AKI is the most common non‐cardiac complication of PCI, occurring in 1 of every 13 to 14 patients treated. By using the largest available registry of PCI patients, we developed and validated a suite of risk models to predict AKI and AKI‐D in patients undergoing PCI. While the full model is most accurate and appropriate for benchmarking across hospitals, the reduced AKI model included only 11 pre‐procedural variables and the AKI‐D model only 6, rendering them feasible for prospective risk estimation in routine clinical care. We also created a simple integer scoring system for both models to further simplify bedside application, although there was a modest loss in discrimination. These models have the opportunity to both support quality assessment by fairly comparing the AKI rates of hospitals after adjusting for the characteristics of the patients that they treat, but also for supporting personalized medicine and quality improvement by using patient‐level risk prediction to guide PCI treatment strategies, such as limiting contrast exposure, more aggressive hydration protocols, avoiding multivessel PCI in a single setting, or avoiding left ventriculograms in high‐risk patients.

AKI is a serious complication of PCI and is associated with an increased risk of myocardial infarction, dialysis, length of stay,2829 healthcare costs, and death.28,3033 Previous risk models of AKI post‐PCI, while important contributions at the time, have had limited use in clinical practice. Much of the work was based upon multiple and competing clinical definitions of AKI that varied from an increase in creatinine of 25% to 2 mg/dL, which have led to wide variations in reported AKI rates from 0.7% to 19%.2,32,34 Also, these studies predated the contemporary use of hydration protocols and iso‐osmolar contrast agents, as recommended by societal guidelines and may not reflect contemporary rates of AKI.35 Therefore, our risk model from over 1000 hospitals and nearly 1 million patients uses the recently endorsed definition of AKI from the Acute Kidney Injury Network (AKIN), which has been embraced by the broader medical community as a standard definition.23,36 For example, the Valve Academic Research Consortium (VARC), charged with proposing standardized consensus definitions for important clinical endpoints in future trials and registries of transcatheter aortic valve implantation (TAVI), also chose the AKIN criteria to define AKI. Using the same definition of AKI as chosen for TAVI will allow comparison of AKI rates across different percutaneous procedures.32 Moreover, we have already demonstrated that even Stage 1 AKI, as defined by the AKIN criteria, is associated with increased mortality and bleeding, underscoring the value and importance of using the AKIN criteria.37

Other AKI prediction models have also suffered by the inclusion of intra‐procedural variables, such as contrast dose, which relate more to the skill and quality of decision making by the physician, rather than the inherent risk of the patient.1,10 These models predict patient risk following the procedure and cannot be used for tailoring preventative protocols to patients as a function of their risk, nor can they be used to provide patient‐specific estimates of risk for AKI or dialysis during the informed consent process. Also, few models incorporate the entire spectrum of patients undergoing PCI. Physicians wishing to apply these historical models in routine practice need to be aware that there may be different risk scores for different types of patient undergoing PCI. In the NCDR CathPCI model, we were able to demonstrate that diagnostic prediction for in‐hospital AKI or AKI‐D, regardless of whether the patient presents with STEMI, NSTEMI, or UA, enabling simpler implementation of a single model to accurately, prospectively estimate the risk of AKI for all patients presenting to the cardiac catheterization laboratory. The prospective use of other peri‐procedural risk models, such as the NCDR bleeding model, have been associated with improved safety and outcomes.19 Whether the use of the current model can improve AKI rates needs to be prospectively tested.

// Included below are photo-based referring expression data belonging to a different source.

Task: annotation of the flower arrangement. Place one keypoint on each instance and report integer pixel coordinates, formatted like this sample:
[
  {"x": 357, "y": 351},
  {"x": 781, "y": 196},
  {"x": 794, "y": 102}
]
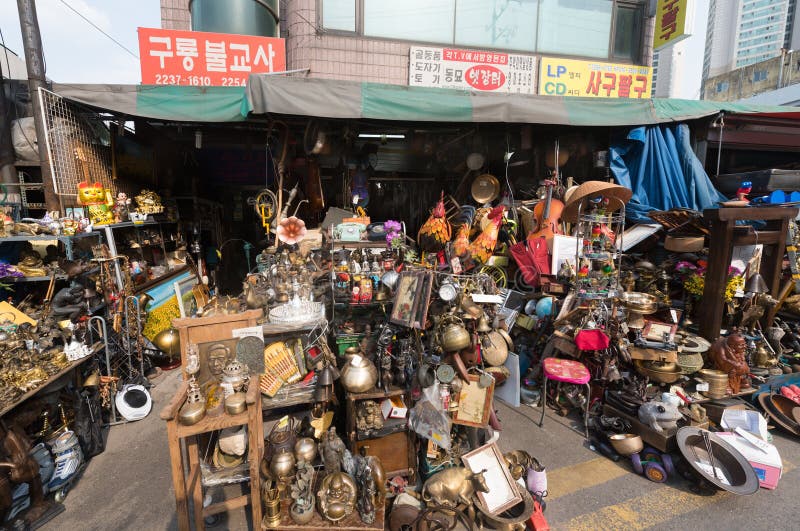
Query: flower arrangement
[
  {"x": 694, "y": 280},
  {"x": 8, "y": 271},
  {"x": 393, "y": 232}
]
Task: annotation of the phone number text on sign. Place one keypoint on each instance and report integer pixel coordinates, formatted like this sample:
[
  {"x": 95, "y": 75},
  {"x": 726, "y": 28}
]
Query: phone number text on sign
[{"x": 196, "y": 58}]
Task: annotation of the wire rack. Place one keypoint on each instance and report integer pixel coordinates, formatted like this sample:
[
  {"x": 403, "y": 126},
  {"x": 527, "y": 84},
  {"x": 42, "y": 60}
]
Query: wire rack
[{"x": 78, "y": 147}]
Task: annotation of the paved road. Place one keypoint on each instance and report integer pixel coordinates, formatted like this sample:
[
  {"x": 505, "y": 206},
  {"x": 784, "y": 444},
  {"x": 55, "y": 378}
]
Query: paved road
[{"x": 129, "y": 487}]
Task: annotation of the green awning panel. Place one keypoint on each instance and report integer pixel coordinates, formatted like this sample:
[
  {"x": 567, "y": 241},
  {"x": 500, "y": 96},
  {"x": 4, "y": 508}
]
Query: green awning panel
[{"x": 328, "y": 98}]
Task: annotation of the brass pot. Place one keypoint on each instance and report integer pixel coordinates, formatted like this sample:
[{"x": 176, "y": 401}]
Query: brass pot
[
  {"x": 169, "y": 342},
  {"x": 282, "y": 464},
  {"x": 235, "y": 403},
  {"x": 454, "y": 336},
  {"x": 494, "y": 349},
  {"x": 358, "y": 375},
  {"x": 626, "y": 443},
  {"x": 305, "y": 449}
]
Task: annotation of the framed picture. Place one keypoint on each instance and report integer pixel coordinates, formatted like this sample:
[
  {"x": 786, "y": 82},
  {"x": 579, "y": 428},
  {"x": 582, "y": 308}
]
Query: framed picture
[
  {"x": 405, "y": 299},
  {"x": 503, "y": 493},
  {"x": 423, "y": 299},
  {"x": 474, "y": 402},
  {"x": 214, "y": 356},
  {"x": 654, "y": 331}
]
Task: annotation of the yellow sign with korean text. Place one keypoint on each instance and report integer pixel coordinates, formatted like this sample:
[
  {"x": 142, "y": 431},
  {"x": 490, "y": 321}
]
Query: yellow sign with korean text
[
  {"x": 570, "y": 77},
  {"x": 671, "y": 17}
]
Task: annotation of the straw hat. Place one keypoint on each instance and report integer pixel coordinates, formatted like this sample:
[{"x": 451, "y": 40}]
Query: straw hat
[{"x": 591, "y": 190}]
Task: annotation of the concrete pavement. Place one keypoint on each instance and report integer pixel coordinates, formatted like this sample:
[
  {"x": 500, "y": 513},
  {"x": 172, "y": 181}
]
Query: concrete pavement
[{"x": 129, "y": 486}]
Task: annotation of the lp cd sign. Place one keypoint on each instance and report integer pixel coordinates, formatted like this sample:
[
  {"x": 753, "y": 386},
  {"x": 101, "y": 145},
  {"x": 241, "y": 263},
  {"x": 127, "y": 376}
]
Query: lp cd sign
[
  {"x": 554, "y": 88},
  {"x": 570, "y": 77}
]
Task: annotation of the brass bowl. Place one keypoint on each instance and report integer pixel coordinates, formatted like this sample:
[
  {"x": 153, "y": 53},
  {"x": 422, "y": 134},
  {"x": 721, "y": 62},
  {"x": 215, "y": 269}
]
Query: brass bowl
[
  {"x": 663, "y": 373},
  {"x": 626, "y": 443},
  {"x": 235, "y": 403},
  {"x": 712, "y": 374},
  {"x": 642, "y": 303}
]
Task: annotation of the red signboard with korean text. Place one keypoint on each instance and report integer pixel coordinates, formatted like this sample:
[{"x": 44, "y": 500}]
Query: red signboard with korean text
[
  {"x": 171, "y": 57},
  {"x": 486, "y": 71}
]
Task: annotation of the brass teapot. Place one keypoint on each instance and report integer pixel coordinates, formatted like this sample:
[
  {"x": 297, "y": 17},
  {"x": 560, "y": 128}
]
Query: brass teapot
[{"x": 453, "y": 335}]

Given the challenge by the Institute of Medicine to provide safer, more patient‐centered care, informing patients and clinicians of patients' personalized risks for PCI is an important step to achieving better healthcare.11 Most recently, NCDR models to predict the patient's risk of mortality, bleeding, and target vessel revascularization were used to produce a customized informed‐consent form to better inform patients of treatment options and risks.14 This was compared with usual care and recently assessed in a 9‐center survey of patient experiences. Patients who received the personalized informed consent, based on their own unique pre‐procedural characteristics, showed a significantly greater level of “knowledge transfer” and better understanding of procedural risks. Given that kidney injury and dialysis are common complications of PCI and the variability of risk from patient to patient, vague estimations of risk based on population‐wide data or experience or intuition can be a disservice. Adding patient‐specific estimates of AKI and dialysis risk, derived from the validated preprocedural multivariable models into individualized PCI consent documents can be a significant advance in the consent process for those who are about to undergo PCI.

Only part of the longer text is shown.